San Pedro: The Bark “Vidette” Towing Into Port at Sunrise in 1890

$900.00

San Pedro Bay, the eventual site of Los Angeles harbor, appeared in the beginning to have nothing at all to recommend it. When the Portuguese navigator Juan Rodriguez Cabrillo first sighted the coastline on October 8, 1542, the spongy speck of land did not impress him. Cabrillo named the shallow bay “Bahia de los Fumos y Fuegos” (Bay of Smokes and Fires) because of the heavy pall of smoke from Indian grass fires that hung over the area.

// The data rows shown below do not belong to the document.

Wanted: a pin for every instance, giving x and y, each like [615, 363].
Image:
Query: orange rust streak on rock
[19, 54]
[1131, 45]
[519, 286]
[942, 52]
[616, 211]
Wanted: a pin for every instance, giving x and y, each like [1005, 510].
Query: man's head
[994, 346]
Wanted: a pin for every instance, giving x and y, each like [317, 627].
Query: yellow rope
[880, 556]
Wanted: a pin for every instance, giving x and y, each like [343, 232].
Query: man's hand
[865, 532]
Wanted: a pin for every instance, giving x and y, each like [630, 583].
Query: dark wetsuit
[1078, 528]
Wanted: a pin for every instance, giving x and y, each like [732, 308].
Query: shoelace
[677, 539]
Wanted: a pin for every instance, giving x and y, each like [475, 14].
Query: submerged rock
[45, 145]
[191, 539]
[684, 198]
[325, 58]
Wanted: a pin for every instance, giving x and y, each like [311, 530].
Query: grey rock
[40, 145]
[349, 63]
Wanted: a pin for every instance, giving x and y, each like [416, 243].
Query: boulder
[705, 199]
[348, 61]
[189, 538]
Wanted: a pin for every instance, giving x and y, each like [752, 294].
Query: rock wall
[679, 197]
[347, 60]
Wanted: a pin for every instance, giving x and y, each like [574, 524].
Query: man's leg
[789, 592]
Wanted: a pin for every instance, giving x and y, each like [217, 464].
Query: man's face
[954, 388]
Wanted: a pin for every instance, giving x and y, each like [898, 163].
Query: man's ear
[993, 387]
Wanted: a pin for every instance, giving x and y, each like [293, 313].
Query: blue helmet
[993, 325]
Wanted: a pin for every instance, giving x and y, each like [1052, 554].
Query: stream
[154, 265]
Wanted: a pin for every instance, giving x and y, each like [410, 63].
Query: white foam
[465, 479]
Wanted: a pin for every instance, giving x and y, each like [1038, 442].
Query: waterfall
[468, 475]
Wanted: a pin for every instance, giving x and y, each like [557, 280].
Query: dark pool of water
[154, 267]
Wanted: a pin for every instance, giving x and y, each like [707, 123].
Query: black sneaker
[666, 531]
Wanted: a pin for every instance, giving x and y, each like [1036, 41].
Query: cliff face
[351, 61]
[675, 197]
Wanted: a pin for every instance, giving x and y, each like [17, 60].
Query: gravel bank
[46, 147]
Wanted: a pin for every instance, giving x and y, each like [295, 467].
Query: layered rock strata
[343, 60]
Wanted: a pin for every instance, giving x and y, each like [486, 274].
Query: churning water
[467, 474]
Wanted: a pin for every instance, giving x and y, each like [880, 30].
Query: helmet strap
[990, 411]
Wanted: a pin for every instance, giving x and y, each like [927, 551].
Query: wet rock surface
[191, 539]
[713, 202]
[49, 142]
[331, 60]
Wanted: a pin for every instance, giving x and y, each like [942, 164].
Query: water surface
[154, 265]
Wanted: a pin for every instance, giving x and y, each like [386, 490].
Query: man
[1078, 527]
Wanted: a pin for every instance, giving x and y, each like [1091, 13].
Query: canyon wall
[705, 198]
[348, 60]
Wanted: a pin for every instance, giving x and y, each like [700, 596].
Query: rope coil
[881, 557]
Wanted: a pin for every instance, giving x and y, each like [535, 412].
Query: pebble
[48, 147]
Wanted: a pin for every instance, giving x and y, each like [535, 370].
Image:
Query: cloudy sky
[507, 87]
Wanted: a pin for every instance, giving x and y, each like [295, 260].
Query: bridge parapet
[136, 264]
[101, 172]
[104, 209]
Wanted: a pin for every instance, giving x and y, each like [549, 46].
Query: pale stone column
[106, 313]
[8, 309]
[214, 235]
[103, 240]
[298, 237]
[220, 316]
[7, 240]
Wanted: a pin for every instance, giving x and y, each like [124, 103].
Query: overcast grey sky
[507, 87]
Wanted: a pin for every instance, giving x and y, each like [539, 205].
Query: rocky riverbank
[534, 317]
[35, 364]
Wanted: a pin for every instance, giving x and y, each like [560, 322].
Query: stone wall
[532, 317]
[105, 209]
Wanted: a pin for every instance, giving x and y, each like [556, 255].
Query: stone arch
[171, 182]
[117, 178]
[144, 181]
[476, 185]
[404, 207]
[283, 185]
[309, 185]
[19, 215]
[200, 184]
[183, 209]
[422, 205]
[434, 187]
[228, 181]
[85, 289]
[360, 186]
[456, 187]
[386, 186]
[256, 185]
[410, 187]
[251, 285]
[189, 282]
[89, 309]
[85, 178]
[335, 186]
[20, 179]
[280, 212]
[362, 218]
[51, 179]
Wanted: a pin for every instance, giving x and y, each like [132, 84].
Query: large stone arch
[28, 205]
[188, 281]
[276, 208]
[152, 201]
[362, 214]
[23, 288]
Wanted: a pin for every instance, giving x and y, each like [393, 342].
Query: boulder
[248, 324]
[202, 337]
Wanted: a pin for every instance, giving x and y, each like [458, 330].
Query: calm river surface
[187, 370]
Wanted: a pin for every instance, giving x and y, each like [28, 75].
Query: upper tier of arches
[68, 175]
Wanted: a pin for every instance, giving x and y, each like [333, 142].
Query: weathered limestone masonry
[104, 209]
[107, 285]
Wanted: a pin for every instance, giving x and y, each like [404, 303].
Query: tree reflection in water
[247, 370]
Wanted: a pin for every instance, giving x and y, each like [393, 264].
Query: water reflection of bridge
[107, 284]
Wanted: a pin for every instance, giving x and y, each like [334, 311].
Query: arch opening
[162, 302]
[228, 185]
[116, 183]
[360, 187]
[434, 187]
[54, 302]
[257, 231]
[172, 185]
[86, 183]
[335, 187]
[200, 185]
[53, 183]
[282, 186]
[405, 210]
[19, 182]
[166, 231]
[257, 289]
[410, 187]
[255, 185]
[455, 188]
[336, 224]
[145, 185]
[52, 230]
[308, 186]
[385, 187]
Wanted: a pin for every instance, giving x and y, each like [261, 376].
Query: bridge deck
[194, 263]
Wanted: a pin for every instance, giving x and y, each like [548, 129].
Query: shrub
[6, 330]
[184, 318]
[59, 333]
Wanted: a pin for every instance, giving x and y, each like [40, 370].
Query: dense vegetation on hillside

For more than two centuries, San Pedro remained virtually deserted except for some occasional visits by Aleutians Indians. Then, in 1771, a Franciscan monk, Father Junipero Serra, established the Mission San Gabriel Archangel forty miles from San Pedro Bay. Shortly after, the monks began laboriously pulling their oxcarts, piled high with tallow and hides, over rugged land to the small harbor and thus initiated the first bit of trading at San Pedro.

Ten years later the Mexican governor of California conferred the status of cityhood on the small settlement of adobe huts and “The City of Our Lady, the Queen of the Angels,” Los Angeles, was born.

This view shows the bark Vidette, a 616-ton vessel built in Bath, Maine, in 1865, arriving at San Pedro with a cargo of lumber from Puget Sound. The Vidette enjoyed a long life after this voyage; she operated into the 1940s as a coal barge at Oakland, California.